Accurate simulation of cuff electrode stimulation predicting in-vivo strength-duration thresholds

Affiliations

Accurate simulation of cuff electrode stimulation predicting in-vivo strength-duration thresholds

Nathaniel Lazorchak et al. Artif Organs. 2022 Oct.

Abstract

Background: In-silico experiments used to optimize and inform how peripheral nerve based electrode designs perform hold the promise of greatly reducing the guesswork with new designs as well as the number of animals used to identify and prove promising designs. Given adequate realism, in-silico experiments offer the promise of identifying putative mechanisms that further inform exploration of novel stimulation and recording techniques and their interactions with bioelectric phenomena. However, despite using validated nerve fiber models, when applied to the more complex case of an implanted extracellular electrode, the in-silico experiments often do not compare quantitatively with the results of experiments conducted in in-vivo experiments. This suggests that the accuracy/realism of the environment and the lamination of the nerve bundle plays an important role in this discrepancy. This paper describes the sensitivity of in-silico models to the electrical parameter estimates and volume conductor type used.

Methods: In-vivo work was performed on rat vagus nerves (N = 2) to characterize the strength-duration curve for various peaks identified in a compound nerve action potential (CAP) measured via a needle electrode. The vagus nerve has several distinct populations of nerve fiber calibers and types. Recruitment of a fiber caliber/type generates distinct peaks that can be identified, and whose conduction delay correlates to a conduction velocity. Peaks were identified by their recruitment thresholds and associated to their conduction velocities by the conduction delays of their peaks. An in-silico analog of the in-vivo experiment was constructed and experiments were run at the two extreme volume conductor cases: (1) The nerve in-saline, and (2) the nerve in-air. The specifically targeted electrical parameters were extraneural environment (in-air versus saline submersion), the resistivity (ρ) of the epineurium and perineurium, and the relative permittivity (εr ) of those same tissues. A time varying finite element method (FEM) model of the potential distribution vs time was quantified and projected onto a modified McIntyre, Richardson, and Grill (MRG), myelinated spinal nerve, active fiber model in NEURON to identify the threshold of activation as a function of stimulus pulse amplitude versus pulse width versus fiber diameter. The in-silico results were then compared to the in-vivo results.

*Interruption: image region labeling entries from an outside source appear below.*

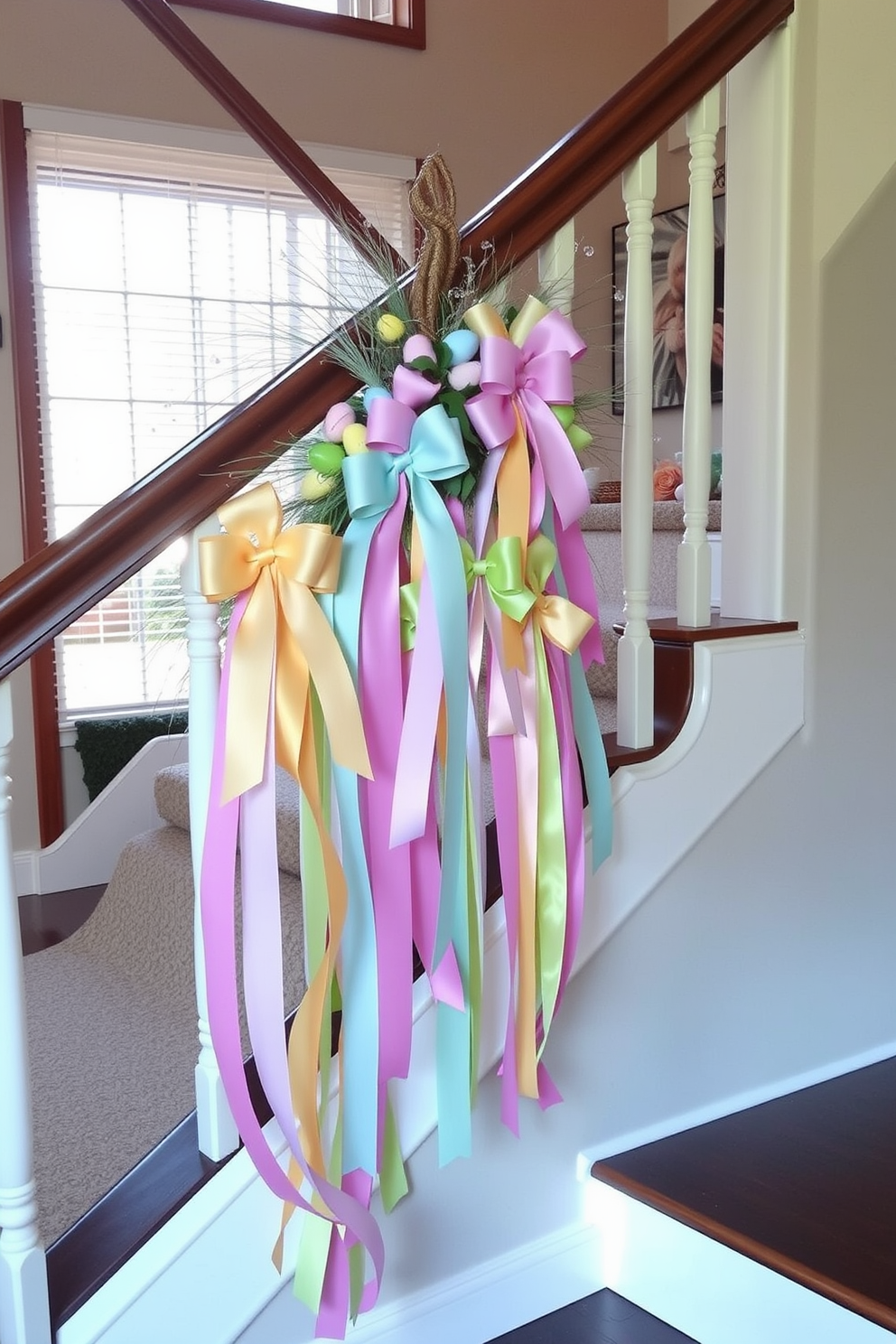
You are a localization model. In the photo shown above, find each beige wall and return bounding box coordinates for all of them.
[0,0,668,849]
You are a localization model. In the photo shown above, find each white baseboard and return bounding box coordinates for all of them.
[340,1225,604,1344]
[588,1181,893,1344]
[14,733,187,896]
[59,634,811,1344]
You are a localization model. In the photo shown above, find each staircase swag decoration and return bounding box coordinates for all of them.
[201,154,611,1339]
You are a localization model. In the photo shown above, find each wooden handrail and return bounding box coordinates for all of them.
[124,0,407,275]
[0,0,794,677]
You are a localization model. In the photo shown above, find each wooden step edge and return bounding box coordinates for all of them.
[612,611,799,644]
[591,1162,896,1332]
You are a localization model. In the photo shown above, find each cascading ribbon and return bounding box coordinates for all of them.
[199,482,370,801]
[199,484,381,1333]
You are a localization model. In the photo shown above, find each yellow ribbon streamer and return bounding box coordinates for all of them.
[199,482,370,802]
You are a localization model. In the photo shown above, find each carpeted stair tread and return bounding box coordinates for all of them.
[154,762,298,876]
[24,826,303,1245]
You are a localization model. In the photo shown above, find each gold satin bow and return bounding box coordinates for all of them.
[526,532,593,653]
[199,482,370,802]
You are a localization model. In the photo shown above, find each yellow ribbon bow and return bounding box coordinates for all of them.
[526,532,593,653]
[199,482,370,802]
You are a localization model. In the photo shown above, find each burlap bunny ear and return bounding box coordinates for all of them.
[408,154,461,340]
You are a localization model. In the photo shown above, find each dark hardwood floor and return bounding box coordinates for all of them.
[491,1288,695,1344]
[593,1059,896,1330]
[19,883,106,957]
[19,617,795,1344]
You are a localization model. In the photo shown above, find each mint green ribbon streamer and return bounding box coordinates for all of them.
[461,537,535,625]
[533,629,567,1057]
[541,509,612,873]
[397,582,421,653]
[336,406,471,1160]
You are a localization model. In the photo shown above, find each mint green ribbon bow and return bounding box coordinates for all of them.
[461,537,536,625]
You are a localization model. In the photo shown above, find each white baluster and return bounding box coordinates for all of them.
[538,219,575,317]
[180,518,239,1162]
[617,145,657,747]
[0,681,51,1344]
[677,88,719,625]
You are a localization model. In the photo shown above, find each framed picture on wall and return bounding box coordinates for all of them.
[612,195,725,415]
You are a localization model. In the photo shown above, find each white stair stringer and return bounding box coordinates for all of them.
[588,1181,893,1344]
[58,631,806,1344]
[14,733,187,895]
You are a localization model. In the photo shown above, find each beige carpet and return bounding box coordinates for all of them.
[24,504,719,1245]
[24,800,303,1246]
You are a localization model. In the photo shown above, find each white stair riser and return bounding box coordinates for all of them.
[588,1181,892,1344]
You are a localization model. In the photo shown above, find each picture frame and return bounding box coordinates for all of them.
[612,192,725,415]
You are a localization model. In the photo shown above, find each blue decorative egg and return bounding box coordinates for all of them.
[363,387,389,413]
[444,328,480,366]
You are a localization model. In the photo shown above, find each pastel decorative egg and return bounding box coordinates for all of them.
[298,471,333,503]
[567,425,593,453]
[551,406,575,430]
[376,313,405,345]
[342,425,367,457]
[449,359,482,392]
[444,330,480,369]
[323,402,355,443]
[308,441,352,476]
[402,332,435,364]
[363,387,389,411]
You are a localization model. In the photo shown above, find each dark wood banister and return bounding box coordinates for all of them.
[122,0,407,275]
[0,0,794,677]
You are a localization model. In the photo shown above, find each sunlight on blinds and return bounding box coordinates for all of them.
[30,133,410,722]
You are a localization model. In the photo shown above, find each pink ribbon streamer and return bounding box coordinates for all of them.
[359,505,413,1102]
[201,593,386,1330]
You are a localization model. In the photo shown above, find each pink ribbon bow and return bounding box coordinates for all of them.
[466,312,590,528]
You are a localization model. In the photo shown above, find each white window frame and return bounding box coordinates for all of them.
[24,107,416,731]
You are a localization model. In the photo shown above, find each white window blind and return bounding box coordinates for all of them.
[28,130,411,723]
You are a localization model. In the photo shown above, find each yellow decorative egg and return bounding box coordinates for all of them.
[376,313,405,345]
[342,424,367,457]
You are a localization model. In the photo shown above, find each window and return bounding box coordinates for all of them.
[28,115,413,723]
[177,0,425,51]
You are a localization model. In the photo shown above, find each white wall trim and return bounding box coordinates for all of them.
[323,1222,604,1344]
[59,633,803,1344]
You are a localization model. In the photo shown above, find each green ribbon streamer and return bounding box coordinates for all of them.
[378,1097,408,1220]
[397,581,421,653]
[533,629,567,1057]
[293,1214,333,1316]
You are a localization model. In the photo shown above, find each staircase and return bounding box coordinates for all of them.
[591,1059,896,1344]
[19,5,880,1344]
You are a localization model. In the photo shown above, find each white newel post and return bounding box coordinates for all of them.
[617,145,657,747]
[180,518,239,1162]
[538,219,575,317]
[677,88,719,626]
[0,681,51,1344]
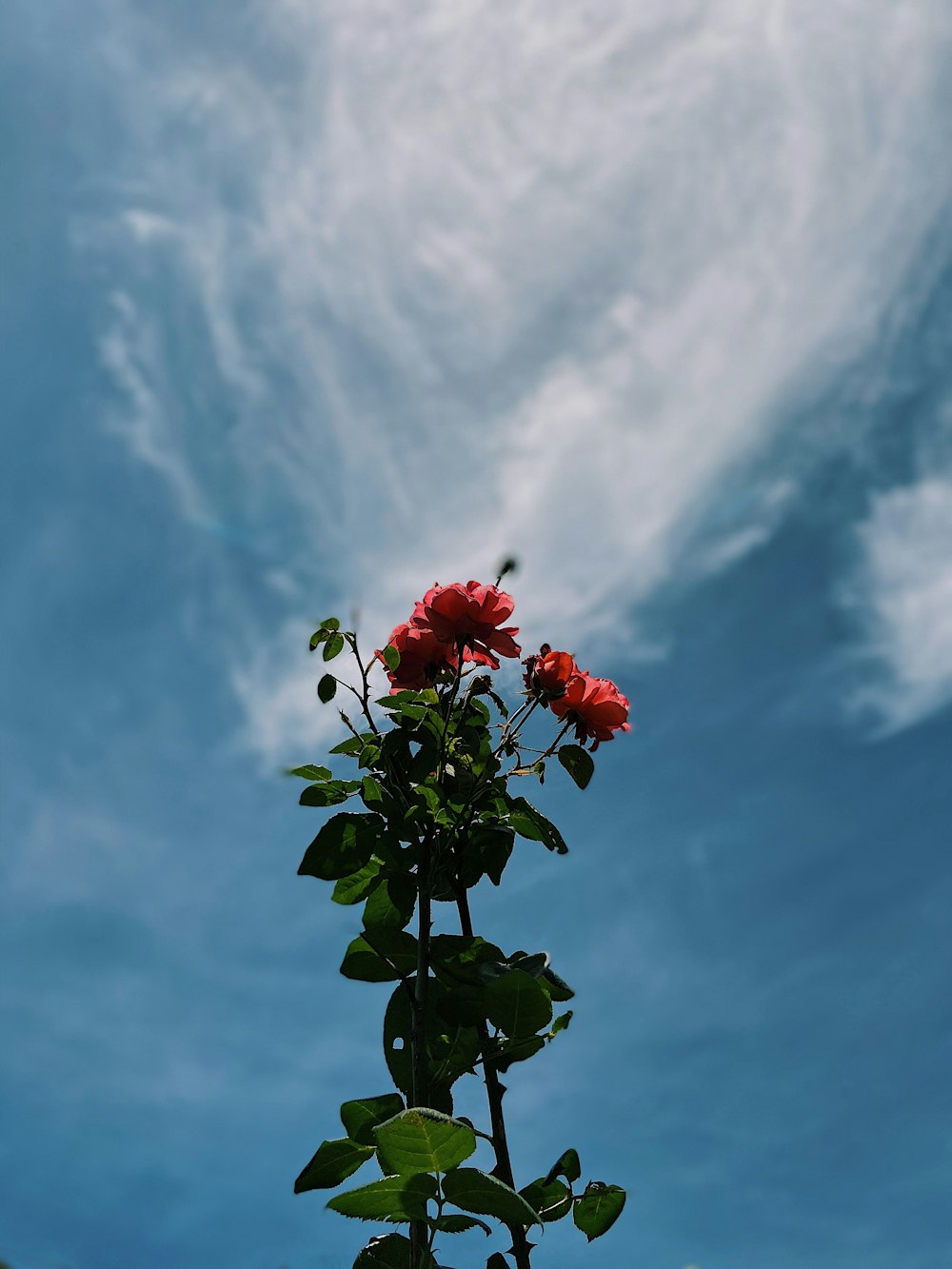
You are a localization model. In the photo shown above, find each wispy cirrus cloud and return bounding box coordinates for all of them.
[89,0,952,744]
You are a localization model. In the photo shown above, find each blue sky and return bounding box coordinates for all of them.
[0,0,952,1269]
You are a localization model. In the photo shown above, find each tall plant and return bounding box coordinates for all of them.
[292,575,628,1269]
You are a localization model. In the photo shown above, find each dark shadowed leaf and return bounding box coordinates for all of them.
[559,744,595,789]
[321,632,344,661]
[294,1137,373,1194]
[327,1173,436,1222]
[330,859,381,906]
[340,1093,404,1146]
[288,763,330,781]
[297,811,384,881]
[519,1177,572,1224]
[443,1167,540,1224]
[572,1181,625,1242]
[486,969,552,1040]
[353,1234,438,1269]
[509,797,568,855]
[377,1106,476,1177]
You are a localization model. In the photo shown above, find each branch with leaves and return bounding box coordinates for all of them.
[290,578,628,1269]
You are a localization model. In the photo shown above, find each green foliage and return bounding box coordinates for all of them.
[293,599,634,1269]
[294,1137,373,1194]
[572,1181,625,1242]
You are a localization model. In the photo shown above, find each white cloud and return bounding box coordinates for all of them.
[850,475,952,733]
[89,0,952,744]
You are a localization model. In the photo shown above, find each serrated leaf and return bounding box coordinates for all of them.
[363,874,416,930]
[509,797,568,855]
[545,1150,582,1185]
[340,930,416,982]
[486,969,552,1040]
[519,1177,572,1224]
[297,811,384,881]
[321,633,344,661]
[431,1213,492,1233]
[557,744,595,789]
[572,1181,627,1242]
[287,763,331,781]
[443,1167,541,1224]
[327,1173,437,1223]
[377,1106,476,1177]
[294,1137,373,1194]
[330,859,384,907]
[340,1093,404,1147]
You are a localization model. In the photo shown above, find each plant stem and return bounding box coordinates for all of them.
[410,836,433,1269]
[456,885,532,1269]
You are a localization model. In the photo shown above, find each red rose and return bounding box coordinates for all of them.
[551,671,629,750]
[523,644,579,703]
[410,582,519,670]
[374,622,458,693]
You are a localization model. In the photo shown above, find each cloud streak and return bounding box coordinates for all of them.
[91,0,949,744]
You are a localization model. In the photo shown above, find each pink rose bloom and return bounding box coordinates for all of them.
[374,622,458,694]
[410,582,521,670]
[551,671,631,750]
[523,644,579,704]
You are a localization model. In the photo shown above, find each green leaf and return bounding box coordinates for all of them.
[294,1137,373,1194]
[327,1173,437,1222]
[377,1106,476,1177]
[340,1093,404,1146]
[443,1167,541,1224]
[431,1213,492,1233]
[559,744,595,789]
[330,859,382,906]
[321,633,344,661]
[298,781,350,807]
[519,1177,572,1224]
[340,930,416,982]
[287,763,331,781]
[572,1181,627,1242]
[509,797,568,855]
[353,1234,437,1269]
[363,874,416,930]
[540,968,575,1005]
[297,811,384,881]
[486,969,552,1040]
[545,1150,582,1185]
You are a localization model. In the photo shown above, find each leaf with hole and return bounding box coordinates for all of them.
[327,1173,437,1222]
[294,1137,373,1194]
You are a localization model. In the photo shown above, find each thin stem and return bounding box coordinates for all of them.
[456,885,532,1269]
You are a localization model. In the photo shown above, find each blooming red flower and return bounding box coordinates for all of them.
[410,582,521,670]
[523,644,579,703]
[374,622,458,693]
[551,671,629,750]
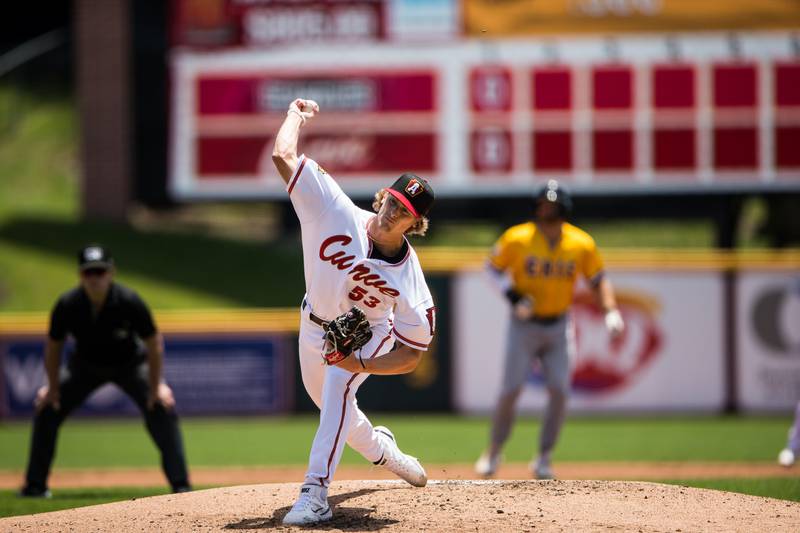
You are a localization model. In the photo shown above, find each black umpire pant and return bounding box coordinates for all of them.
[25,356,189,491]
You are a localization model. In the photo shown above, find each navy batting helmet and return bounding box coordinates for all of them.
[536,180,572,218]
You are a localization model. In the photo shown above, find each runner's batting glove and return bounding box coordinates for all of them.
[322,306,372,366]
[506,289,533,320]
[286,98,319,124]
[605,309,625,337]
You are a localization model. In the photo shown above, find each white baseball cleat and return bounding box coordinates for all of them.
[283,485,333,526]
[475,451,500,477]
[778,448,794,468]
[375,426,428,487]
[530,457,556,479]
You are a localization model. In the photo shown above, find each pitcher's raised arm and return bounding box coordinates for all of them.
[272,98,319,184]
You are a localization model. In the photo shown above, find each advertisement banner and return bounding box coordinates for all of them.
[169,32,800,201]
[736,271,800,412]
[464,0,800,37]
[0,336,296,417]
[453,271,725,413]
[171,0,385,48]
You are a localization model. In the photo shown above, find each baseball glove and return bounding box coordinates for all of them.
[322,306,372,365]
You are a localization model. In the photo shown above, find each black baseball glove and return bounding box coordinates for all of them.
[322,306,372,365]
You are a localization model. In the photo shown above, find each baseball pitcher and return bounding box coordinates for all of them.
[475,180,624,479]
[272,98,436,524]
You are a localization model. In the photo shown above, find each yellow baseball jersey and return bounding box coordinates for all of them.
[489,222,603,317]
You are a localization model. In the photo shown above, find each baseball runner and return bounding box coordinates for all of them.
[272,99,436,524]
[475,180,624,479]
[19,245,190,498]
[778,402,800,468]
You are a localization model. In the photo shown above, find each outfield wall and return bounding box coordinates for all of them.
[0,248,800,416]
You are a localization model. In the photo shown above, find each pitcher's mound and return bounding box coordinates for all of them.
[0,481,800,533]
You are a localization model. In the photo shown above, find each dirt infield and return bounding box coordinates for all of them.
[0,480,800,533]
[0,462,800,489]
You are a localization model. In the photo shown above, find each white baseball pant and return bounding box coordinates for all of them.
[299,305,394,487]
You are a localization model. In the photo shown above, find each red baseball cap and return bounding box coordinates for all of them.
[386,173,435,218]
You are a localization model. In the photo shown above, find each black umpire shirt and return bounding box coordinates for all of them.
[49,283,156,368]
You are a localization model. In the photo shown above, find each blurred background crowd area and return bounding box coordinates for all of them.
[0,0,800,415]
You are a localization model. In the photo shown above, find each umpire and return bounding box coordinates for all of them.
[19,245,190,498]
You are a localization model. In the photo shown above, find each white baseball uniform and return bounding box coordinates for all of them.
[286,155,435,487]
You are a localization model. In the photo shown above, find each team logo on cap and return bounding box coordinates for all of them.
[406,179,425,198]
[83,247,103,261]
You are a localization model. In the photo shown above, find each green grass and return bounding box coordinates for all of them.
[661,478,800,502]
[0,487,169,517]
[0,413,791,470]
[0,413,800,516]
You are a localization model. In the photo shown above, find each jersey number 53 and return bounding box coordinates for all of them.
[347,285,381,307]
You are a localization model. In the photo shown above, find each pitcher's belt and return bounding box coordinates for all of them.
[528,313,566,326]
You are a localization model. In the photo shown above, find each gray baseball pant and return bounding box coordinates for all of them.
[492,315,575,455]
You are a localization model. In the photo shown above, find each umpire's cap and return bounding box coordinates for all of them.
[78,244,114,270]
[386,173,434,218]
[536,180,572,218]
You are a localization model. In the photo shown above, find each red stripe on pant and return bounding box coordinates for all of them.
[319,335,391,487]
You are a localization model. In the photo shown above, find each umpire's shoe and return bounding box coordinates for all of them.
[17,485,53,499]
[375,426,428,487]
[283,485,333,526]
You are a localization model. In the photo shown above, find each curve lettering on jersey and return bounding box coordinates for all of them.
[319,235,400,298]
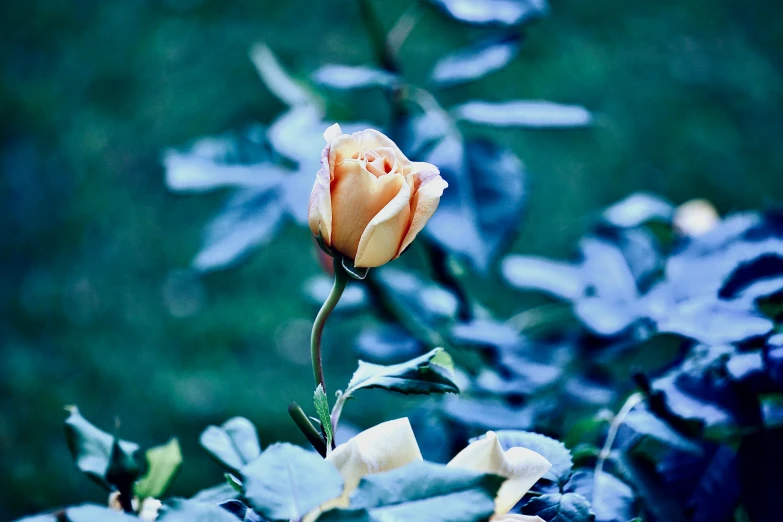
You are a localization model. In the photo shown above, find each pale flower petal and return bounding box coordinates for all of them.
[354,183,411,267]
[397,167,449,256]
[324,123,343,144]
[307,144,339,246]
[448,431,552,515]
[326,417,422,498]
[331,159,405,259]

Results: The finite element method simulations spanned two macro environments: in-saline and in-air. For these environments, the resistivities for low and high frequencies as well as two different permittivity cases were used. Between these 8 cases unique cases it was found that the most accurate combination of those variables was the in-air environment for low-frequency resistivity (ρ0 ) and ex-vivo a measured permittivity (εr,measured ) from unpublished ex-vivo experiments in canine vagal nerve, achieving a high degree of convergence (r2 = 0.96). As the in-vivo work was conducted in in-air, the in-air boundary condition test case was convergent with the in-silico results.

Conclusions: The results of this investigation suggest that increasing realism in simulations begets more accurate predictions. Of particular importance are (ρ) and extraneural environment, with reactive electrical parameters becoming important for input waveforms with energy in higher frequencies.

Keywords: NEURON; finite element analysis; neural simulations; threshold prediction.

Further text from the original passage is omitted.